Using Micromechanical Experiments to Investigate the Rheology of Geologic Materials
The physical and chemical properties of geologic materials control the evolution of Earth’s surface and interior. Rheology is one particular branch of the study of material properties, which characterizes materials’ ability to flow or deform viscously. The rheology of geologic materials is mainly responsible for controlling mantle convection, plate tectonics, and the formation of mountains. As such, rheology is directly related to numerous natural hazards such as earthquakes, volcanoes, and tsunami, as well as the production of natural resources. In this project, the investigators are using tools from materials science to understand the rheology of minerals that make up the bulk of Earth’s crust and upper mantle. The data that result from this study will allow geoscientists to better understand how plate tectonics works, both on Earth and on other planetary bodies. This project represents a unique, interdisciplinary collaboration between Earth science and materials science that will expand the perspectives of each research group and their broader academic communities, and enhance the future research breadth of graduate students involved in the project.
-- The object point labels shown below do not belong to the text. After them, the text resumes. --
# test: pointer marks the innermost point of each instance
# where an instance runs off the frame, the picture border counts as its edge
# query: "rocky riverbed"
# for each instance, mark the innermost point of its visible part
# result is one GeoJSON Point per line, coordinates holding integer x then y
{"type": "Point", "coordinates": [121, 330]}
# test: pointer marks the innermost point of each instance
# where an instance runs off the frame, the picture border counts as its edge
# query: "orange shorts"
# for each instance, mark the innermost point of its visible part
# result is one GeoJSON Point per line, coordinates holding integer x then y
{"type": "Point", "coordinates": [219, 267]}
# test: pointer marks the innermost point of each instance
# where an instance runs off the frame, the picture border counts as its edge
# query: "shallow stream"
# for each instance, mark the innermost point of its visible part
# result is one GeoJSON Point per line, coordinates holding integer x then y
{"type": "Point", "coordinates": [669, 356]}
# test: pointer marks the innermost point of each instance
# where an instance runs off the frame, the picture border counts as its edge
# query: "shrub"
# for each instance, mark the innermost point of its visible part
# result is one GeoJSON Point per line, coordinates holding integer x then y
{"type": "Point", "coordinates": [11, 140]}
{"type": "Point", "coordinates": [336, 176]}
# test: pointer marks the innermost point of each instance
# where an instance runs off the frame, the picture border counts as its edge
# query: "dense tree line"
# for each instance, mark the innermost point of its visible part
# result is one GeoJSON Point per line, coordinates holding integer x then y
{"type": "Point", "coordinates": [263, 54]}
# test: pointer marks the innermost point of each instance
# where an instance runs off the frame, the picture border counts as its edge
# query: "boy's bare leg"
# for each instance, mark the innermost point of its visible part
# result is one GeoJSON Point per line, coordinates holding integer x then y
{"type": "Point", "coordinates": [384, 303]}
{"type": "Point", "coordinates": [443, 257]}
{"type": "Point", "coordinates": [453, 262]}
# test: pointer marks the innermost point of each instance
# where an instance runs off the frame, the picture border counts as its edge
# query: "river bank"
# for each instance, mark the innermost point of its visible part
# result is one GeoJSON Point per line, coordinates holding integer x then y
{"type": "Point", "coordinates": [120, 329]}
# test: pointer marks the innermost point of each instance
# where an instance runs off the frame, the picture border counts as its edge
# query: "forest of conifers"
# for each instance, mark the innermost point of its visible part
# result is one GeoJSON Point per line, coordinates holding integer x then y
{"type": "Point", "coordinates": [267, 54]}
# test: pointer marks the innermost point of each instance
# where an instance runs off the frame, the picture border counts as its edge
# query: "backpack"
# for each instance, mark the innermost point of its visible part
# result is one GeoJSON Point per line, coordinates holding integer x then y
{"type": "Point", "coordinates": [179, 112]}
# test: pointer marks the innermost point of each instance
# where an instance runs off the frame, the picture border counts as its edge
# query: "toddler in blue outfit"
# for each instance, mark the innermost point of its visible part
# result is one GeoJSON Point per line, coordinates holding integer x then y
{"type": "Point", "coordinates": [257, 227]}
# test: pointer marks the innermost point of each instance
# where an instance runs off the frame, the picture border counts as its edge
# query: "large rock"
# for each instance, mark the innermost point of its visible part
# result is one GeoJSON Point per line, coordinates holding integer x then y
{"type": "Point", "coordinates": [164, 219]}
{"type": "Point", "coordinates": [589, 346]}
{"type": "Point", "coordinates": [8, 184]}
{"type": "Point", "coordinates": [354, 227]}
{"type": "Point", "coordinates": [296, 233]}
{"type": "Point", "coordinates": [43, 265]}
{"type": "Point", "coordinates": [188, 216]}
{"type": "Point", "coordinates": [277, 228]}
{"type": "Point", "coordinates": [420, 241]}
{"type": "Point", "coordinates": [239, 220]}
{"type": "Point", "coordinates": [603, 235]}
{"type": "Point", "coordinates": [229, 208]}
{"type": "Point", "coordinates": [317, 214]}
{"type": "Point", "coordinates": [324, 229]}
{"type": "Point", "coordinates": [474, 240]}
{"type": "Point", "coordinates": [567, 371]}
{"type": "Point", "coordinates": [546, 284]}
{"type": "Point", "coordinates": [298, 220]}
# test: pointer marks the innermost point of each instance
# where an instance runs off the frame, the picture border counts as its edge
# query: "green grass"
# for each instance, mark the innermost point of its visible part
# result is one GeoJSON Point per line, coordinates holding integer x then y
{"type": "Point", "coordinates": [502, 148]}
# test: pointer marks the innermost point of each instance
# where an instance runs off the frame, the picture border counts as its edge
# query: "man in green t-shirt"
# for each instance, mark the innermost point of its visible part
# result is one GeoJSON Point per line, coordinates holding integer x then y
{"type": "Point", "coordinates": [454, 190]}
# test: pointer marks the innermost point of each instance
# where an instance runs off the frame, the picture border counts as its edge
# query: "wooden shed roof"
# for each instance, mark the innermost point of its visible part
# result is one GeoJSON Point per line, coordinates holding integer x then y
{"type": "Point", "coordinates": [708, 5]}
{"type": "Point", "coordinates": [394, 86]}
The objective of this project is to investigate the viscoplastic rheology of geological materials using micromechanical methods, including nanoindentation and micropillar compression testing. In a nanoindentation test, a sharp indenter is pushed into a specimen of interest with a precisely controlled amount of force, typically to depths of tens to hundreds of nanometers. A simultaneous record of the force and the displacement is used to assess the elastic and plastic response of the test specimen. In a micropillar compression test, a column of material with a diameter as small as a few hundred nanometers is fabricated using a focused ion beam (FIB). Using a nanoindentation instrument equipped with a cylindrical probe, uniaxial compression tests are performed to determine the mechanical response of the micropillar over a range of deformation conditions. In this project, micromechanical deformation experiments will be performed at low to moderate temperatures (T = -10 – 600 degrees C) on oriented single crystals of quartz, plagioclase feldspar, orthopyroxene, and olivine. Data from these experiments will be used to constrain the rheology of minerals under conditions where the lithosphere is strong and low-temperature plasticity is predicted to be the dominant deformation mechanism. The effects of rheological anisotropy will be assessed using the same micromechanical methods. Experimental results will be complemented by high resolution aberration-corrected scanning transmission electron microscope (AC-STEM) imaging and electron energy loss spectroscopy (EELS) to provide insight into the atomic-scale structure and chemistry of crystalline defects introduced by deformation.